Many of the deals that closed in May were in contract before the coronavirus pandemic struck in New York, or came together quickly before the lockdown and avoided the disruptions in the real estate industry brought on by sheltering-in-place rules.

The full-floor apartment, at 4 East 66th Street (a.k.a. 845 Fifth Avenue) was bought by the financier and philanthropist J. Christopher Flowers and his wife, Anne W. Flowers, for $43 million, marking the city’s most expensive sale in the month of May. (The record price for a co-op was set in 2015, with the $77.5 million sale of a duplex at nearby 834 Fifth.)

At the ultra-pricey 220 Central Park South, two sponsor units were acquired by a single anonymous buyer for a total of $28.6 million, though both sales had been in contract long before the pandemic surfaced.

There were a few luxury townhouse purchases as well, including a newly constructed manse in the Lenox Hill neighborhood and an Upper West Side brownstone bought by the “Hamilton” choreographer Andy Blankenbuehler and his wife, Elly Blankenbuehler, a physician assistant.

Also last month, Alexandre de Betak, a fashion-show and events producer, sold his co-op loft in SoHo to Dick Costolo, the former chief executive of Twitter, and his wife, Lorin Costolo.

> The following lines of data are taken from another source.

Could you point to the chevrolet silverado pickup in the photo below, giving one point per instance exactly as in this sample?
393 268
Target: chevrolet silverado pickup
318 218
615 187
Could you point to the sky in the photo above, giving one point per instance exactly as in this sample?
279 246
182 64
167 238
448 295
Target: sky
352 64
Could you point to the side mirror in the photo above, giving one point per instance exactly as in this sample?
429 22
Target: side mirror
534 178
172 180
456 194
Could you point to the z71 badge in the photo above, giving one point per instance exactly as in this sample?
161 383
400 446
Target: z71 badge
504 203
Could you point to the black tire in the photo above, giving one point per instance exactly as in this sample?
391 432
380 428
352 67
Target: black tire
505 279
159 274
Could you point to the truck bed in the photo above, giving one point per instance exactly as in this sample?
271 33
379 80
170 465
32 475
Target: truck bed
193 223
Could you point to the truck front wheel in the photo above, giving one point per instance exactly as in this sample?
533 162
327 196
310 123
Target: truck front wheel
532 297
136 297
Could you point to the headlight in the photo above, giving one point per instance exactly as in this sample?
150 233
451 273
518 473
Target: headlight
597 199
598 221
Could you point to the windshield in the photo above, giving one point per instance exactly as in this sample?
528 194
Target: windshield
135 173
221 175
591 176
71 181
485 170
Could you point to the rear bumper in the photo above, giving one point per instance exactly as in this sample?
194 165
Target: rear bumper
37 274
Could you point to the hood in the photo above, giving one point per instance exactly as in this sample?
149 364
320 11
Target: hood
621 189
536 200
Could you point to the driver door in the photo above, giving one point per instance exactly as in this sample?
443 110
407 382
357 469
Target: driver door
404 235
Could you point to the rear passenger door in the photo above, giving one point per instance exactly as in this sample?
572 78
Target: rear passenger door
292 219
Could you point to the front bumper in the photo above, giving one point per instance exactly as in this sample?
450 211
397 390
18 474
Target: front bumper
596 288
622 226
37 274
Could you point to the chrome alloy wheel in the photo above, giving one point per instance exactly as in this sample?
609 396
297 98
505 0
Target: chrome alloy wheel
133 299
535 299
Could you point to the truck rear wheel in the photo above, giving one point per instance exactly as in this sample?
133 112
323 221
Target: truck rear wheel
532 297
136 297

Credit…Andrea Mohin/The New York Times

The Flowerses’ co-op, on the eighth floor, was purchased from a trust set up for Ezra K. Zilkha, an Iraqi-born financier and investor who died last fall. It was an off-market deal, so few details about the residence are available. Most of the units in the limestone building on Fifth Avenue and 66th Street are around 7,500 square feet and occupy full floors. They have high ceilings, grand galleries and direct Central Park views.

Mr. Flowers, a former partner at Goldman Sachs who runs his own private equity firm, has been an active player in Manhattan’s high-end market. In 2006, he paid $53 million for the Harkness mansion on East 75th Street, which at the time was a residential townhouse record. (He ended up selling the building five years later to the art dealer Larry Gagosian for $36.5 million.)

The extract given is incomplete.